GENEVA, Switzerland - The escalating campaign of CIA drone strikes against suspected terrorists in Pakistan has made the United States "the most prolific user of targeted killings" in the world today, according to a U.N. official who said the spy agency should not be in charge of the program.
Philip Alston, a New York University law professor and the United Nations' special rapporteur on extrajudicial killings, made the comments Wednesday as he released a report on targeted killings that criticized the United States for asserting "an ever-expanding entitlement for itself to target individuals across the globe" as part of its antiterror fight.
The findings, which Alston is due to present Thursday to the U.N. Human Rights Commission in Geneva, form one of the most critical assessments to date of U.S. drone strikes, a tactic that has been stepped up significantly under the Obama administration and that U.S. officials have credited with inflicting severe blows against al-Qaeda and other terrorist groups.
As the drone attacks have expanded, they have drawn increasing criticism from human-rights groups and international legal scholars. Some say aspects of the program violate international law and risk generating a backlash in Pakistan and other countries where the strikes are carried out.
Although the United States does not officially acknowledge the CIA drone strikes, much of the report was dismissed by Obama administration officials.
One U.S. counterterrorism official who was not authorized to comment publicly, and spoke on condition of anonymity, said: "We have a way to get at dangerous terrorists operating in areas otherwise inaccessible to the central government or to conventional military units. It's effective, exact, and essential."

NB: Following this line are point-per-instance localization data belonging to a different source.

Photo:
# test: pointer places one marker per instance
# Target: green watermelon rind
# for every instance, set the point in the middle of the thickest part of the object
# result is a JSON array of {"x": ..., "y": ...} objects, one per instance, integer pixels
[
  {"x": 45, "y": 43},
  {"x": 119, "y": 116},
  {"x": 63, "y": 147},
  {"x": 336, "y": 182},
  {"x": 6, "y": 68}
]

CIA spokesman Paul Gimigliano said in a statement that the agency's operations "are, of course, designed to be lawful and are subject to close oversight within our government. The accountability is real, and so is the fidelity to American policy."
White House deputy press secretary Bill Burton would not comment on the U.N. report's findings, but he said Obama "is focused on making sure that he's doing everything in his power to protect the security of our country."
Alston's report discusses targeted killings by several countries, including Russia, Israel, and Sri Lanka. But he focused on the U.S. use of drones, arguing that other governments are likely to copy the tactic in coming years.
Many countries seek to acquire unmanned aircraft, the report said, because the drones allow "targeted killing at little or no risk" and can be operated by pilots thousands of miles away.
"This strongly asserted but ill-defined license to kill without accountability is not an entitlement which the United States or other states can have without doing grave damage to the rules designed to protect the right to life and prevent extrajudicial executions," Alston said.
He said the more widespread use of drone attacks could undermine international human-rights rules that have been interpreted to govern the use of lethal force.
Current and former U.S. officials familiar with the program took issue with Alston's findings, including the assertion that the White House is claiming "an ever-expanding" right to conduct drone strikes anywhere in the world.
In fact, two officials said, the Obama administration has limited who may be targeted in drone strikes outside of Afghanistan and Pakistan to members of al-Qaeda and allied terror groups - a tighter standard than existed during the Bush administration.
U.S. officials say that careful precautions are taken to avoid civilian casualties and that each target is carefully vetted, sometimes by hours of aerial surveillance that is matched against other intelligence to create a portrait of a potential target, known as a "pattern of life" analysis.
Such air strikes, officials say, are one of the few viable options for going after extremists who have taken refuge in the lawless border region.